Nel frattempo, a causa della crisi ingenerata dallo sciopero arbitrale, la FIGC aveva pregato il presidente del CONI Lando Ferretti di assumere tutti i poteri federali, nessuno escluso. Ferretti a sua volta nominò una commissione di tre esperti, Paolo Graziani del Bologna, Italo Foschi della Fortitudo di Roma e l’avvocato Giovanni Mauro (presidente dell’AIA) affinché riformassero i campionati, attuando modifiche ai piani di riforma già approvati dalla Commissione dei tredici nel settembre 1925 e che sarebbero dovute entrare in vigore a partire dal 1926-27; costoro stilarono la cosiddetta Carta di Viareggio. Con la Carta di Viareggio del 2 agosto 1926, furono introdotte pesanti modifiche al piano di riforma della Lega Nord dell’agosto 1925.

  • Le Leghe Nord e Sud delle Società Maggiori furono sciolte e sostituite dal Direttorio Divisioni Superiori, mentre la lega delle società minori del Nord e la lega delle società minori del Sud furono sostituite rispettivamente dal Direttorio Divisioni Inferiori Nord e dal Direttorio Divisioni Inferiori Sud.
  • Fu mantenuta la Divisione Nazionale, ma fu allargata a 20 squadre, comprendendovi, oltre alle sedici già qualificate, tre squadre della Lega Sud (Alba, Internaples e Fortitudo) e la vincitrice di un torneo di qualificazione tra le otto retrocesse del Nord, alla fine vinto dall’Alessandria.
  • Inoltre si ritornò indietro sull’idea di far disputare la Divisione Nazionale a girone unico, e si tornò alla formula a due gironi.
  • Per la prima volta le squadre del centro-sud furono inserite nel campionato principale, invece di tenerle separate in un torneo a parte la cui vincitrice avrebbe avuto l’accesso alla finalissima contro il campione del torneo principale.

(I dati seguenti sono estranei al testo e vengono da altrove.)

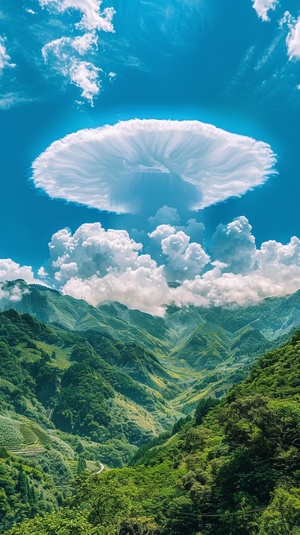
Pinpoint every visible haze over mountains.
[0,280,300,535]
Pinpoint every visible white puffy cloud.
[0,258,37,283]
[171,230,300,307]
[33,119,275,213]
[42,33,101,104]
[39,0,115,32]
[39,0,115,105]
[252,0,278,21]
[148,204,180,227]
[286,14,300,59]
[212,216,256,273]
[161,230,210,281]
[149,225,176,245]
[0,36,15,75]
[63,266,170,316]
[43,223,169,315]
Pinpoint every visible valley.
[0,281,300,535]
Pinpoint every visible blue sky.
[0,0,300,311]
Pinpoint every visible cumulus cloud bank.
[252,0,278,21]
[34,216,300,315]
[0,258,38,284]
[33,119,275,213]
[0,36,15,75]
[0,216,300,316]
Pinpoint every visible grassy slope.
[4,331,300,535]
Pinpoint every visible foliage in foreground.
[7,332,300,535]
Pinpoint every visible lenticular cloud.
[33,119,275,213]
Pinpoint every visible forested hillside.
[7,331,300,535]
[0,288,300,535]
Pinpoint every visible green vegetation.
[0,281,300,535]
[3,331,300,535]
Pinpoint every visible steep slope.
[6,331,300,535]
[0,281,300,412]
[0,310,182,464]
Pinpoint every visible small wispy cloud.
[0,36,16,75]
[252,0,278,21]
[286,17,300,60]
[42,32,101,104]
[39,0,115,105]
[38,0,116,32]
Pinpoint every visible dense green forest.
[2,312,300,535]
[0,288,300,535]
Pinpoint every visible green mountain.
[0,281,300,535]
[5,331,300,535]
[0,281,300,413]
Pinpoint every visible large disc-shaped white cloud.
[33,119,275,213]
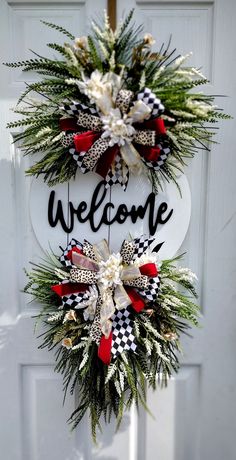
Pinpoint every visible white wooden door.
[0,0,236,460]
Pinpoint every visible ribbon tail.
[96,145,120,179]
[120,143,142,174]
[98,332,112,365]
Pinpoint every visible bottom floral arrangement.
[24,236,199,439]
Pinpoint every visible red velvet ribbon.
[125,286,145,313]
[74,131,100,152]
[98,332,112,365]
[51,283,88,297]
[59,118,78,131]
[139,263,158,278]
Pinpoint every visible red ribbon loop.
[139,263,158,278]
[98,332,112,365]
[74,131,100,152]
[125,286,145,313]
[59,118,78,131]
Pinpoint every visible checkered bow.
[52,235,160,364]
[58,82,170,190]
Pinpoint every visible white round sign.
[30,173,191,259]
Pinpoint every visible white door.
[0,0,236,460]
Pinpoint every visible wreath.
[25,236,199,440]
[6,11,228,191]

La scarsa considerazione che le tre compagini centro-meridionali ammesse a giocare con le diciassette maggiori squadre del Nord avevano al settentrione, spinse molte squadre della Seconda Divisione dell’Alta Italia a protestare per i tre posti concessi al Centro-Sud nel massimo campionato (a loro giudizio usurpati al calcio settentrionale), sostenendo che le migliori squadre di Seconda Divisione erano non meno degne delle tre migliori del Sud a disputare la massima serie. La Federazione non recedette dai propri propositi, e confermò la triplice rappresentanza centromeridionale.